Boston Mourns "Everybody's Priest"
Ordained in 1952 and pastor of Quincy's St John the Baptist parish until his 1995 retirement, McCarthy kept an active hand at the shelter until his death last week at 82:
Born to Irish immigrant parents in Haverhill, the Rev. McCarthy had friends and admirers ranging from shelter guests to the late Thomas Flatley, the billionaire Milton real estate developer who called him “the salt of the earth.”The tributes to "everybody's priest" have overtaken the local papers, but one testimony from a former Place resident pretty much sums it up: "He was like God."
For Massachusetts housing advocate and former Father Bill’s Place director Joe Finn of Quincy, the Rev. McCarthy was a man of deep, matter-of-fact faith – “a very generous human being with an intense awareness of the need of people around him.”
Nationally known homeless advocate Philip Mangano called the Rev. McCarthy “a modern good Samaritan” who tended to the immediate needs of those on the street and worked to get them into secure housing and a stable life.
“He saw them not as ‘the other,’ but as his neighbor,” said Mangano, director of the federal Interagency Council on Homelessness in President George W. Bush’s administration.
As pastor at St. John's in Quincy and later the face of Father Bill’s Place, the Rev. McCarthy was tireless in his efforts to raise attention and money for “those who aren’t recognized,” as he put it in a 2007 Patriot Ledger interview.
Terse and persistent, he would not hesitate to push wealthy donors like Flatley for additional donations, even after they had handed him checks for $50,000 or $60,000. When he went to city hall to press his case, he usually parked his aging car in the mayor’s reserved space. No one objected.
Finn, now a Quincy city councilor, said the Rev. McCarthy was an early advocate for dealing with poverty and housing as the root cause of homelessness, “not as a matter of charity but as a matter of justice.”
At the same time, Finn said the Rev. McCarthy never lost sight of the immediate needs of those who came knocking at the church door for help.
Once, at St.

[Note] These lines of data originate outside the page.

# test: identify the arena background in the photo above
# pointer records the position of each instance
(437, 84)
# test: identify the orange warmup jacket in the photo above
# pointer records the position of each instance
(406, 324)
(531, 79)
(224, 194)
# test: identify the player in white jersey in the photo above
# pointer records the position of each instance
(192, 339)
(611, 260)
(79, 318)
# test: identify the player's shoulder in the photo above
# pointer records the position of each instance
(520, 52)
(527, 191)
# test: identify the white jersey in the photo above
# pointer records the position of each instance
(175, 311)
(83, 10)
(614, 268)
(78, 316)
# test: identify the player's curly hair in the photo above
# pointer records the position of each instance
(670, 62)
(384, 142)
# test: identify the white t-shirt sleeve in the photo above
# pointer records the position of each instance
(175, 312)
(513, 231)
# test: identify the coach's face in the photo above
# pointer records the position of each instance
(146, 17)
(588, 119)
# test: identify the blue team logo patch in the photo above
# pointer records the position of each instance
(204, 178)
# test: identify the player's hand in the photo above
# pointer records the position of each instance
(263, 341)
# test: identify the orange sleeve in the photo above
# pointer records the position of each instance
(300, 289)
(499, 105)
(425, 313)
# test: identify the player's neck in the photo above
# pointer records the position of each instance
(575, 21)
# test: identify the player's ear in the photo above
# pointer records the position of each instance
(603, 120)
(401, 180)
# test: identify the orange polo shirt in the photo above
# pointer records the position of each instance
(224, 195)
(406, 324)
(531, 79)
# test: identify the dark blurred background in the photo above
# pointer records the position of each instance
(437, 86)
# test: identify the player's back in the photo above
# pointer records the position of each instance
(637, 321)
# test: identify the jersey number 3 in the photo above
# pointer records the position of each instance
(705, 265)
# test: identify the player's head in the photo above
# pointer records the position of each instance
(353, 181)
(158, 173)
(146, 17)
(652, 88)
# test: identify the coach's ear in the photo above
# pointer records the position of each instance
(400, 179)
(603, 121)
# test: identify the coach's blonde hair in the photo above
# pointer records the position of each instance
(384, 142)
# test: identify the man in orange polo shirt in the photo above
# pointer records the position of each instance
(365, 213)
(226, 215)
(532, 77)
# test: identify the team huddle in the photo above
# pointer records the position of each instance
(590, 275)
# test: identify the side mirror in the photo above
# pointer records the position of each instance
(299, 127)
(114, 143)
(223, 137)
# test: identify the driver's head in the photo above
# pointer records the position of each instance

John’s, another priest on staff discovered that all the mattresses had been removed from the rectory’s guest rooms. The Rev. McCarthy had given them to a family that had just found a place to live but had no furniture.
The Rev. McCarthy said he never considered another vocation. A graduate of St. John’s Seminary in Brighton, he was assistant pastor in Chelsea and Dorchester before becoming pastor at St. John’s in 1977.
He opened the emergency shelter that became Father Bill’s Place in the winter of 1984 with a few cots in the church basement as overflow beds for the Salvation Army’s shelter. He quickly discovered that did not sit well with all his parishioners.
“If you want to be popular, don’t start a homeless shelter,” he said.
Last night, Father Bill's Place pulled in $300,000 at its annual "Food Fest" funder, the first of which raised $3,000 in 1994.
As McCarthy's successor at the helm noted that "Father Bill never wanted to turn anyone away," the evening's proceeds were pledged to "go directly to making sure, all year round, we never turn anyone away who comes to our doors."
On a related note, faced with an ever more pressing shortage of its active clergy, the 2.1 million-member Boston church has raised its priests' retirement age from 70 to 75.
While the pre-change policy of eligibility to seek "senior priest" status at 70 will remain in place, early retirees must now remain available to fill-in at parishes until reaching the later milestone.